The Circle’s camp was sparse: a couple dozen bed mats laid under waxed canvas tarps to ward off the storms. She stepped around the massive marauders, sleeping with their swords and daggers in their arms. A few held treasure they didn’t trust a courier to take home, gold and jewels they’d gained through murder and destruction. Trinkets and tokens of their depravity. Their snores and muttered curses as they dreamed of raids and murder cast a heavy fog around the clearing that made it hard to breathe. Still, it would soon be worse: another dozen members would be arriving before dawn with messages from the Twins on where to reposition. Until then, they waited, and Rox ensured their safety.
She felt a tremble and silken sweep across the back of her neck as Fisk woke. He crept out of his safe haven between her nape and the folds of her hood to rest on her shoulder, his long, pointed nose sniffing at the air, his tiny claws digging into her sleeve for balance. As a waterferret, Fisk’s sleek fur repelled the rain but he still hid in her cloak and jackets to avoid the storms.
Rox grinned wryly, the expression crooked, good-natured and rarely seen. “It stopped raining.”
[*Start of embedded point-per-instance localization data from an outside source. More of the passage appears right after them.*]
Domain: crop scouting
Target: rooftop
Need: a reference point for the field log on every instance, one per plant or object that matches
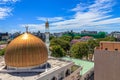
(56, 64)
(86, 65)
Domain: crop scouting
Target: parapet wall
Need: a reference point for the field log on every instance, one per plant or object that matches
(107, 65)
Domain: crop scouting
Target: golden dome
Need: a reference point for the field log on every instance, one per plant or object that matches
(26, 51)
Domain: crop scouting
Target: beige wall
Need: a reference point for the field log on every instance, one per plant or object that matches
(111, 46)
(107, 65)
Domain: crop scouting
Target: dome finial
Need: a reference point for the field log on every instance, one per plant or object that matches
(26, 29)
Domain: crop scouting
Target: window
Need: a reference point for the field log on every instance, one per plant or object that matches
(116, 49)
(106, 48)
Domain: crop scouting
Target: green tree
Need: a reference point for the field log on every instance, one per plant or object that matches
(91, 45)
(57, 51)
(79, 50)
(77, 37)
(66, 38)
(57, 41)
(52, 37)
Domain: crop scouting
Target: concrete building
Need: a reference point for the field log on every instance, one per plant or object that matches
(107, 61)
(26, 58)
(88, 32)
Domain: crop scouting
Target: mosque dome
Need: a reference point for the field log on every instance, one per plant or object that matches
(26, 51)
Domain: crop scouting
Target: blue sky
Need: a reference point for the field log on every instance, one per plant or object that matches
(63, 15)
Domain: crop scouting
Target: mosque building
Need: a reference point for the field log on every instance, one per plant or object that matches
(26, 58)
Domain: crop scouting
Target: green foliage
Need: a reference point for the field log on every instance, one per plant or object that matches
(62, 43)
(52, 37)
(77, 37)
(99, 35)
(79, 50)
(3, 42)
(57, 51)
(91, 45)
(2, 52)
(66, 38)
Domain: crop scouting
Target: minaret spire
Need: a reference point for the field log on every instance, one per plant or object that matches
(47, 34)
(26, 29)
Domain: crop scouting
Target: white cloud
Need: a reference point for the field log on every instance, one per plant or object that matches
(50, 19)
(87, 16)
(34, 27)
(5, 10)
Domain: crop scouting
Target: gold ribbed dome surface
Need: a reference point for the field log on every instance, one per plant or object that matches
(26, 51)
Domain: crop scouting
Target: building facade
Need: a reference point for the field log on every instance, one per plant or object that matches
(107, 61)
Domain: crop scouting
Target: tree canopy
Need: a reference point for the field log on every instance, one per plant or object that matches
(57, 51)
(79, 50)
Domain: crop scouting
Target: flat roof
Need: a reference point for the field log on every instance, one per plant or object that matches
(86, 65)
(56, 64)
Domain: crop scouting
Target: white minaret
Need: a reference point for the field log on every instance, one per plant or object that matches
(47, 36)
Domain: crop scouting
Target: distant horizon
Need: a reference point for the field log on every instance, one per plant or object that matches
(63, 15)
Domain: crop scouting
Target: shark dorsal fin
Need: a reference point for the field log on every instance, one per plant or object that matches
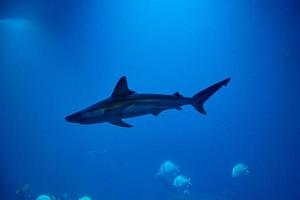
(122, 88)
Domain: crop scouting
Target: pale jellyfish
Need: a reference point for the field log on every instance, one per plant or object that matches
(182, 183)
(239, 170)
(85, 198)
(45, 197)
(168, 170)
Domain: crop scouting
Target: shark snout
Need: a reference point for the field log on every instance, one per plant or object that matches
(73, 118)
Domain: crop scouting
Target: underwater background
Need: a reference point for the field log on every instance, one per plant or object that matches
(57, 57)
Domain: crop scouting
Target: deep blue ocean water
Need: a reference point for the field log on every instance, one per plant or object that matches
(59, 57)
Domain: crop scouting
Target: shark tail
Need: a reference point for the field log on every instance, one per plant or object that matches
(200, 98)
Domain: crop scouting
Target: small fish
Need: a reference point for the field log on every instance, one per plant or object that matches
(125, 103)
(239, 169)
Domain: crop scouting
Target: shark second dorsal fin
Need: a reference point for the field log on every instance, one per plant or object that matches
(122, 88)
(177, 94)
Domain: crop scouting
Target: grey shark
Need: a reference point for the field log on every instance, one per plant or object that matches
(125, 103)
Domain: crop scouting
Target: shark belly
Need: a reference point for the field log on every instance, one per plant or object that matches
(135, 110)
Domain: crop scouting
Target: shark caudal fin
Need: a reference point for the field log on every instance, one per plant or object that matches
(200, 98)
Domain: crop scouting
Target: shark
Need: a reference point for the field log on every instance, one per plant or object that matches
(126, 103)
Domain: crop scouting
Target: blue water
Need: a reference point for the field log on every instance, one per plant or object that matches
(59, 57)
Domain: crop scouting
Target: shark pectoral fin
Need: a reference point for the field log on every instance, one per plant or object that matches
(119, 122)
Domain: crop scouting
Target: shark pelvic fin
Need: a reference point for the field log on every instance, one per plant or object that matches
(177, 94)
(119, 122)
(121, 88)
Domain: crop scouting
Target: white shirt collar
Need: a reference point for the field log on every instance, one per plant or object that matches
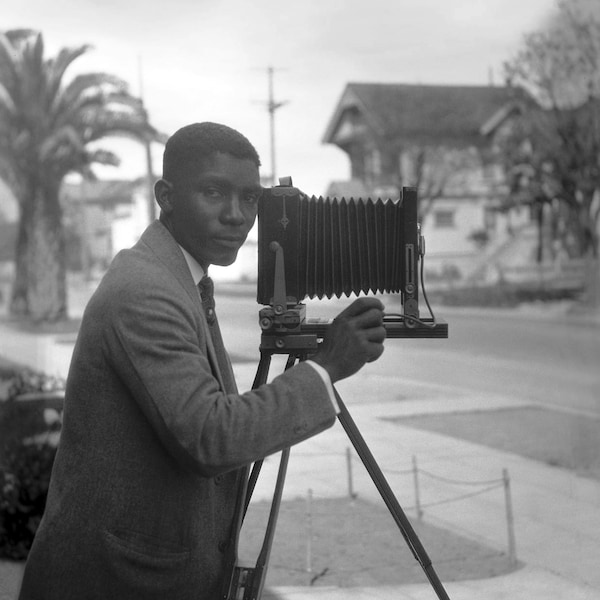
(196, 270)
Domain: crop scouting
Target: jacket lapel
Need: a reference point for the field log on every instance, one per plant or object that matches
(165, 248)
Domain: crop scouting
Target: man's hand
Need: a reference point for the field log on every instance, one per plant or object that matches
(354, 338)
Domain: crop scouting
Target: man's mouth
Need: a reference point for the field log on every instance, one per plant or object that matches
(230, 241)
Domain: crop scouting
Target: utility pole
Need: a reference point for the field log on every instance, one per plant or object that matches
(147, 144)
(272, 106)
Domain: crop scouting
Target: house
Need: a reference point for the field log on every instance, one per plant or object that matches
(440, 139)
(106, 216)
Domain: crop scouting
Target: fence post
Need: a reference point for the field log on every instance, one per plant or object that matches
(351, 492)
(309, 532)
(512, 547)
(417, 494)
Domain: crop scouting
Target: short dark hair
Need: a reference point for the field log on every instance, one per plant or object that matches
(200, 140)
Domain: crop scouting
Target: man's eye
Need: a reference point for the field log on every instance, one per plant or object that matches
(212, 192)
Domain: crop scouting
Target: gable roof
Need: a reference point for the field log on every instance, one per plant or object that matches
(425, 111)
(104, 192)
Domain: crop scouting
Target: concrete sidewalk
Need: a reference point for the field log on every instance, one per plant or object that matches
(557, 513)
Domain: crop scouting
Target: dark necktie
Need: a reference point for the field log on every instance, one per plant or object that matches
(206, 288)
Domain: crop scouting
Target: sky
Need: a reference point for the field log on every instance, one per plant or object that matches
(207, 60)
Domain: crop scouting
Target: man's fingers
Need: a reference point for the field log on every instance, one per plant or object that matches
(362, 305)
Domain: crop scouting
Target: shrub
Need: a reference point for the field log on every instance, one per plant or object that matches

Fisk grunted deep in his chest and skittered down Rox’s arm, dropping into the deep pocket at her hip with practiced ease. Rox patted her dear friend through her pocket and he emitted a rumbling sound not unlike an eitteh’s purr. “You’re lucky you found me. You never would have survived as a fishing ferret.” Fisk nipped at her finger through the cloth of her pocket in response.
Rox laid out her thin, woven bedmat along the edge of camp, where she could see every member of her traveling party. Her scouting hadn’t turned up any threats, but she was still cautious. She would have to keep consistent watch over the camp as new segments of their party rejoined the camp and do another perimeter sweep before dawn. There was always a chance an angry villager or assassin bent on vengeance would try tailing the raiding parties back to camp. Rox didn’t blame them. She’d hunt them down, too if she’d lived in one of the villages the Circle targeted. Part of her wished she could let a few angry villagers pass, give them a chance at vengeance, but if even one member of the Circle died due to her negligence, she wouldn’t get paid. And at the end of the day, that’s all that mattered.